Saudi Arabia’s state-run Al-Ekhbariya TV channel reported that three others were sentenced to prison. All can appeal the verdicts.
Saudi crown prince Mohammed bin Salman has drawn international condemnation for the killing — except from the White House — because several Saudi agents involved worked directly for him. The kingdom denies that Mohammed had any involvement in the operation.
State TV also reported the Saudi attorney general’s investigation showed that the crown prince’s former top adviser, Saud al-Qahtani, had no proven involvement in the killing. Al-Qahtani, however, has been sanctioned by the United States for his alleged role in the killing.

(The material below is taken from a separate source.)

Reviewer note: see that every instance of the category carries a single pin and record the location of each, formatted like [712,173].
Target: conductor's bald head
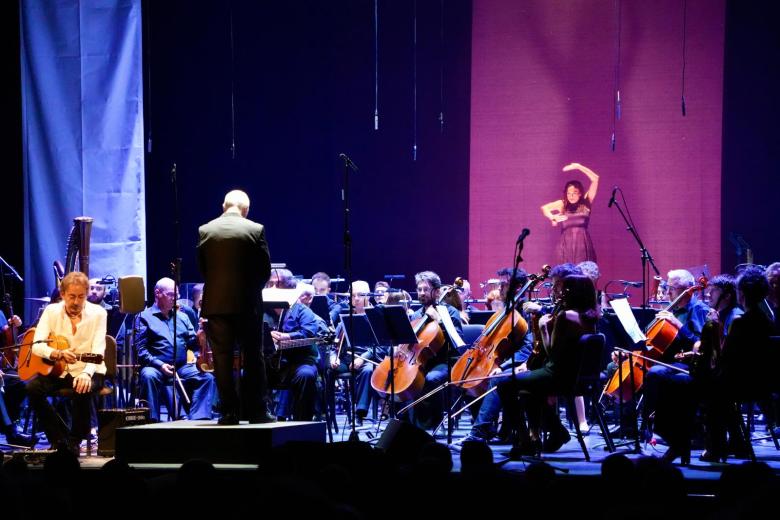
[236,201]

The court also ruled that the Saudi consul-general in Istanbul at the time, Mohammed al-Otaibi, was not guilty. He was released from prison after the verdicts were announced, according to state TV.

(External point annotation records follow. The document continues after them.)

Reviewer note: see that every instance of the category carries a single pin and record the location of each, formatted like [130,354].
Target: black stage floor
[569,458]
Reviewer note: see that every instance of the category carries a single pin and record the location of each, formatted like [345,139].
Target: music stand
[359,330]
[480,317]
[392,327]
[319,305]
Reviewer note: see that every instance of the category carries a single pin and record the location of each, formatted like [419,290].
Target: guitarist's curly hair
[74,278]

After holding nine sessions, the trial concluded that there was no previous intent by those found guilty of murder, according to state TV.
The trials of the accused were carried out in near total secrecy, though a handful of diplomats, including from Turkey and members of Khashoggi’s family were allowed to attend. In total, 11 people were on trial for Khashoggi’s death in the kingdom.

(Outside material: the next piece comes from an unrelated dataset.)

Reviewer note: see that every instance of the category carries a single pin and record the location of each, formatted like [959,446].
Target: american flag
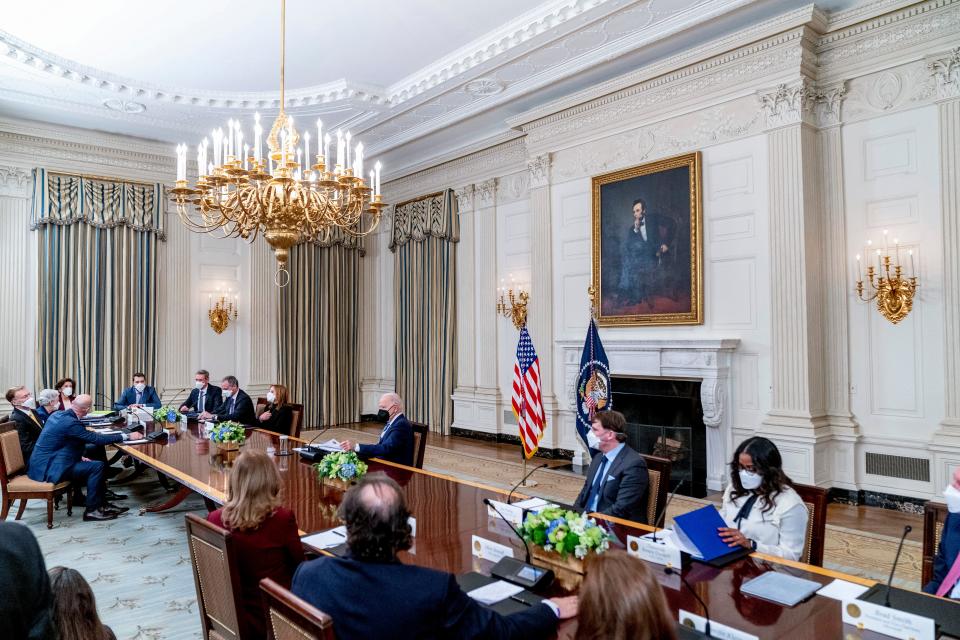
[527,401]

The verdicts were read by Shaalan al-Shaalan, a spokesman from the attorney general’s office, and broadcast on state TV. No names were given for those found guilty. The attorney general’s office said it is looking into the verdicts, which were issued by Riyadh’s criminal court, to see whether to move ahead in the appellate court.
The three suspects in the case who face prison time were sentenced to a total of 24 years, but no breakdown for each person was given. Another three who were on trial were released after being found not guilty, and several others who were investigated also were released.
Khashoggi had walked into his country’s consulate in Istanbul on that morning in October 2018 to collect documents that would allow him to wed his Turkish fiancée, Hatice Cengiz, who waited for him outside.
He never walked out and his body was never found.
Agnes Callamard, a U.N. special rapporteur who wrote an inquiry into Khashoggi’s killing, said the search for justice must not be left to the Saudi judicial system, which is “so vulnerable to political interference.”
Callamard reacted to the verdicts announced from Riyadh by tweeting that “the travesty of investigation, prosecution and justice continues” in Saudi Arabia.
President Donald Trump’s administration sanctioned 17 Saudis suspected of being involved, though not the crown prince. Trump has resisted calls by members of his own party for a tougher response and has defended maintaining good relations with Saudi Arabia, framing its importance as a major buyer of U.S. military equipment and weapons and saying this creates American jobs.
Numerous critics of the Saudi crown prince remain imprisoned and face trial for their acts of dissent.
Khashoggi’s killing has tarnished the Saudi crown prince’s reputation internationally though he is still hugely popular at home. Saudi Arabia has over the past months launched efforts to open up the notoriously closed-off country to tourists and travelers from around the world as part of a push by the crown prince to change perceptions of the kingdom.